I use this annealer . you can add on the annie but it is a pretty pricey upgrade. I agree it is hard to do it right and consistently by hand. You need to use tempaq and a consistent method. I can set the annealer up with 100 cases or more and start another project just keeping an I on it.


https://youtu.be/tCWni2nNNeE

yobuck
10-22-2016, 04:42 PM
You don't appear unwilling to part with cash in order to get what your striving for. Which can certainly be a good thing.
I would recomend everybody carry a cleaning rod with bronze brushes, especially when hunting if at all possible.
But in a pinch, a green branch whittled to fit hard thru the case from the action end has been known to work.
As for the problem your having, it could be your overworking the brass, but changing your setup should tell you that.
Ive had head separation, but only on large capacity magnums with several firings on the brass. In fact I will no longer use
magnum brass fired more than 1 time for hunting, as I just wont chance a case failure. And I also try every round thru the gun.
We are talking about a standard factory rifle here, and id be curious as to just how much better it shoots using the dies
you've chosen, as opposed to just using standard say RCBS full length dies set up like the directions say to do it.
Just for kicks, separate some brass and either borrow or go on ebay and buy a set and find out if your problem goes away.
Annealing, and neck tension are unrelated as to the issue of head separation in my opinion.
You could also just get or borrow a sizing die and use the seater you have

Idaho
10-22-2016, 10:44 PM
yobuck, I appreciate your thoughts. I have 100 new Lapua cases that I had prepped and primed. Part of the preparation was for me to run them through the case neck sizing die to get consistent neck tension. (I now know that was waaaayy too much) Tonight I dug out the size button for the decaping rod and lubed the inside of the necks and ran then all past that button in the die. Then I loaded up 10 cases and am amazed at how much easier the bullets seated. (one of the new collars that I ordered for the neck sizing die will duplicate this effort)

Now, I can't wait to get to the range to see if it makes any appreciable difference in MV spread and accuracy. I like puzzles. Mostly, I like chasing the secret to extreme accuracy. It still elludes me but I'm getting closer and having a blast along the way.

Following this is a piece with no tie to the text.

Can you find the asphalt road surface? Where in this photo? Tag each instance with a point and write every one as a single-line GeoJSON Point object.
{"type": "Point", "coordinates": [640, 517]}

As to annealing the cases, I agree, I don't think it will help appreciably in my case. (no pun intended) Anyway, the new Lapua brass is clearly annealed and ready to go.

yobuck
10-23-2016, 10:05 AM
Some day when you can spare some time, take a ride to Gillette Wy. Take rt 59 south thru town about 5 miles to Hoe creek rd and turn right.
About 2 miles will bring you to Macs Gunworks on the right. Chuck Macintosh is the owner/gunsmith. He also has a range there where you canshoot at steel targets at 100 yd intervels out to 2000 yds.
He is a very easy guy to meet and get to know. He would no doubt let you shoot one of his guns.
Probably even one of his long range pistols.
You will find that good guns shoot, and they will shoot well for everybody with pretty much whatever you feed them.

Wide Glide
10-24-2016, 03:14 PM
Probably would have been cheaper and harder to screw up if you bought the lee collet neck sizer and redding body die. No messing around with bushings or neck tuning just simply neck size fired brass with the lee each time until they start getting tight to close the bolt on then use the redding die to bump shoulder back along with neck sizing with the lee.

Idaho
10-24-2016, 10:38 PM
Probably would have been cheaper and harder to screw up if you bought the lee collet neck sizer and redding body die. No messing around with bushings or neck tuning just simply neck size fired brass with the lee each time until they start getting tight to close the bolt on then use the redding die to bump shoulder back along with neck sizing with the lee.

Yes, well, live and learn. I'm enjoying the journey, learning a lot, looking forward to each revelation.